Lojban In General

Lojban In General


posts: 4740

A couple of years ago I recommended to Robin a type of Lojban random
sentence generator that relies on templates. Taking an existing
utterance that parses, you transform each cmavo into the upper-case
symbol for its selma'o. You transform each gismu, lujvo and fu'ivla
into a tag meaning < gismu >, < lujvo > and < fu'ivla > respectively.
You have a template.

To use the template to make a random sentence, replace each selma'o
tag with a cmavo from that selma'o, and each gismu with an actual
gismu. You get a sentence that parses. Let's say you have the template
LE MI GISMU CU GISMU KO'A2. Fill in the slots randomly with "le do
bakni cu sovna di'u" and you get something nonsensical (Your cow is
an egg of the last utterance.), but it parses.

The reason I bring this up now is that I would like to find out which
templates are the most common in the searchable corpus of Lojban
utterances, such as IRC logs. This would suggest very useful templates
for the home-game I'm building with dice, paper, and ceramics. I am
considering recording audio learning courses in which I would group
Lojban utterances (sensable ones) by template, to provide a variety of
examples of simple valid sentence structures, and relate selma'o
through substitution. Perhaps someone could intuit the most common and
useful templates, if not search it with textfile processing.

-Eppcott


To unsubscribe from this list, send mail to lojban-list-request@lojban.org
with the subject unsubscribe, or go to http://www.lojban.org/lsg2/, or if
you're really stuck, send mail to secretary@lojban.org for help.

posts: 92

On Mon, Nov 10, 2008 at 1:37 PM, Matt Arnold <matt.mattarn@gmail.com> wrote:

> A couple of years ago I recommended to Robin a type of Lojban random
> sentence generator that relies on templates. Taking an existing
> utterance that parses, you transform each cmavo into the upper-case
> symbol for its selma'o. You transform each gismu, lujvo and fu'ivla
> into a tag meaning < gismu >, < lujvo > and < fu'ivla > respectively.
> You have a template.
>
> To use the template to make a random sentence, replace each selma'o
> tag with a cmavo from that selma'o, and each gismu with an actual
> gismu. You get a sentence that parses. Let's say you have the template
> LE MI GISMU CU GISMU KO'A2. Fill in the slots randomly with "le do
> bakni cu sovna di'u" and you get something nonsensical (Your cow is
> an egg of the last utterance.), but it parses.
>
> The reason I bring this up now is that I would like to find out which
> templates are the most common in the searchable corpus of Lojban
> utterances, such as IRC logs. This would suggest very useful templates
> for the home-game I'm building with dice, paper, and ceramics. I am
> considering recording audio learning courses in which I would group
> Lojban utterances (sensable ones) by template, to provide a variety of
> examples of simple valid sentence structures, and relate selma'o
> through substitution. Perhaps someone could intuit the most common and
> useful templates, if not search it with textfile processing.

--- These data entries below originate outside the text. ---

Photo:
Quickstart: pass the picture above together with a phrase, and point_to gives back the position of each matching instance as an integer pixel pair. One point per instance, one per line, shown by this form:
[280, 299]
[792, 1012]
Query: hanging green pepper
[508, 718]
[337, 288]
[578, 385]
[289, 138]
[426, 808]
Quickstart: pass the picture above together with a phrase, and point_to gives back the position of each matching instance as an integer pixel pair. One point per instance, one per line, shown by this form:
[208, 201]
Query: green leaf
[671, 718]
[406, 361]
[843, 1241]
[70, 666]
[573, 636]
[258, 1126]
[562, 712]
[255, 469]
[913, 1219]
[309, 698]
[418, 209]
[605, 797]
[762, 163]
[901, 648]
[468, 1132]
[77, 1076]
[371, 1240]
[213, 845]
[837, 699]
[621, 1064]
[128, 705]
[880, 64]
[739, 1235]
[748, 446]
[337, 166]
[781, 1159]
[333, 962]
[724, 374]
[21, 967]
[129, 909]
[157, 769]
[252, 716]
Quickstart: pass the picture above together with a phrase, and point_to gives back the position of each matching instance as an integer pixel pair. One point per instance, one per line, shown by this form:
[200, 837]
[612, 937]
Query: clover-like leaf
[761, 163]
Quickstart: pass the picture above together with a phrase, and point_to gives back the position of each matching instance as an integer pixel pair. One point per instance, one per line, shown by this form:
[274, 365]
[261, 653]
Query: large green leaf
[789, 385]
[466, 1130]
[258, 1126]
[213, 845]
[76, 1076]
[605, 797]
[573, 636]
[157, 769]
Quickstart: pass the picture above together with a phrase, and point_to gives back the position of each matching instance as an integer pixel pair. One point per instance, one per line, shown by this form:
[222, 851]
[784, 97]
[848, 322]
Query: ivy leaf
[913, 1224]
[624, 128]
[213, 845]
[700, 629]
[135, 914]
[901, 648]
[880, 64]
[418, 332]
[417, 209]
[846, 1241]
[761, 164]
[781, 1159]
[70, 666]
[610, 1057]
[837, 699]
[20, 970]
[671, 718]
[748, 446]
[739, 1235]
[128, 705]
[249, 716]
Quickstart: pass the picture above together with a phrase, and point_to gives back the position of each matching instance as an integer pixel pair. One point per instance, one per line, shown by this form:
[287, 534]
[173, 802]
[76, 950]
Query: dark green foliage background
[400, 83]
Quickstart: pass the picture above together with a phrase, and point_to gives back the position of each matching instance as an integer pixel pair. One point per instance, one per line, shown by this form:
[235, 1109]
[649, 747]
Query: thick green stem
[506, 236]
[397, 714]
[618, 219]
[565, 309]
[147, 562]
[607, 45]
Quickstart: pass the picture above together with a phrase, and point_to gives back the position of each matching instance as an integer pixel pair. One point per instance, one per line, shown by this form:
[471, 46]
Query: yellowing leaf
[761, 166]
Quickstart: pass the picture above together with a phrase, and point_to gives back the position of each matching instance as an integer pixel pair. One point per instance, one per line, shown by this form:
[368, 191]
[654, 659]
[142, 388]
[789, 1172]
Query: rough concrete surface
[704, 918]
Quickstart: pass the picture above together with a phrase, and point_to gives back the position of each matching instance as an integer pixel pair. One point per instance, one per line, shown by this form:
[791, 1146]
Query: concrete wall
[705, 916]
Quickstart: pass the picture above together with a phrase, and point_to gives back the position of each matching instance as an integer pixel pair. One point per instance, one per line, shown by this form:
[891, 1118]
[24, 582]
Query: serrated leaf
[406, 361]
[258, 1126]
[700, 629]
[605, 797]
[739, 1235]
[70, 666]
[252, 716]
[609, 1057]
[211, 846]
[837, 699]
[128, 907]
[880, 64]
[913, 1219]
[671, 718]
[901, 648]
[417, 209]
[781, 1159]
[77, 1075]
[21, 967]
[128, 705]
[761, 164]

Smallish point: Is there any reason not to merge < gismu >, < lujvo >, and <
fu'ivla > into < brivla >? The distinctions between those three seem not
relevant to the stated purpose. { le do .arxokuna cu barkla di'u } works
just as well, right?

mu'o mi'e komfo,amonan

posts: 4740

True!

On Mon, Nov 10, 2008 at 1:50 PM, komfo,amonan <komfoamonan@gmail.com> wrote:
> On Mon, Nov 10, 2008 at 1:37 PM, Matt Arnold <matt.mattarn@gmail.com> wrote:
>>
>> A couple of years ago I recommended to Robin a type of Lojban random
>> sentence generator that relies on templates. Taking an existing
>> utterance that parses, you transform each cmavo into the upper-case
>> symbol for its selma'o. You transform each gismu, lujvo and fu'ivla
>> into a tag meaning < gismu >, < lujvo > and < fu'ivla > respectively.
>> You have a template.
>>
>> To use the template to make a random sentence, replace each selma'o
>> tag with a cmavo from that selma'o, and each gismu with an actual
>> gismu. You get a sentence that parses. Let's say you have the template
>> LE MI GISMU CU GISMU KO'A2. Fill in the slots randomly with "le do
>> bakni cu sovna di'u" and you get something nonsensical (Your cow is
>> an egg of the last utterance.), but it parses.
>>
>> The reason I bring this up now is that I would like to find out which
>> templates are the most common in the searchable corpus of Lojban
>> utterances, such as IRC logs. This would suggest very useful templates
>> for the home-game I'm building with dice, paper, and ceramics. I am
>> considering recording audio learning courses in which I would group
>> Lojban utterances (sensable ones) by template, to provide a variety of
>> examples of simple valid sentence structures, and relate selma'o
>> through substitution. Perhaps someone could intuit the most common and
>> useful templates, if not search it with textfile processing.
>
> Smallish point: Is there any reason not to merge < gismu >, < lujvo >, and <
> fu'ivla > into < brivla >? The distinctions between those three seem not
> relevant to the stated purpose. { le do .arxokuna cu barkla di'u } works
> just as well, right?
> mu'o mi'e komfo,amonan


To unsubscribe from this list, send mail to lojban-list-request@lojban.org
with the subject unsubscribe, or go to http://www.lojban.org/lsg2/, or if
you're really stuck, send mail to secretary@lojban.org for help.

posts: 324

On Monday 10 November 2008 13:50:47 komfo,amonan wrote:
> Smallish point: Is there any reason not to merge < gismu >, < lujvo >, and
> < fu'ivla > into < brivla >? The distinctions between those three seem not
> relevant to the stated purpose. { le do .arxokuna cu barkla di'u } works
> just as well, right?

arxokuna ki'a? .i lumge'u java'i prokiono xu?

mu'o mi'e pier


To unsubscribe from this list, send mail to lojban-list-request@lojban.org
with the subject unsubscribe, or go to http://www.lojban.org/lsg2/, or if
you're really stuck, send mail to secretary@lojban.org for help.

posts: 92
On Mon, Nov 10, 2008 at 4:28 PM, Pierre Abbat <phma@phma.optus.nu> wrote:


> On Monday 10 November 2008 13:50:47 komfo,amonan wrote:
> > Smallish point: Is there any reason not to merge < gismu >, < lujvo >,
> and
> > < fu'ivla > into < brivla >? The distinctions between those three seem
> not
> > relevant to the stated purpose. { le do .arxokuna cu barkla di'u } works
> > just as well, right?
>
> arxokuna ki'a? .i lumge'u java'i prokiono xu?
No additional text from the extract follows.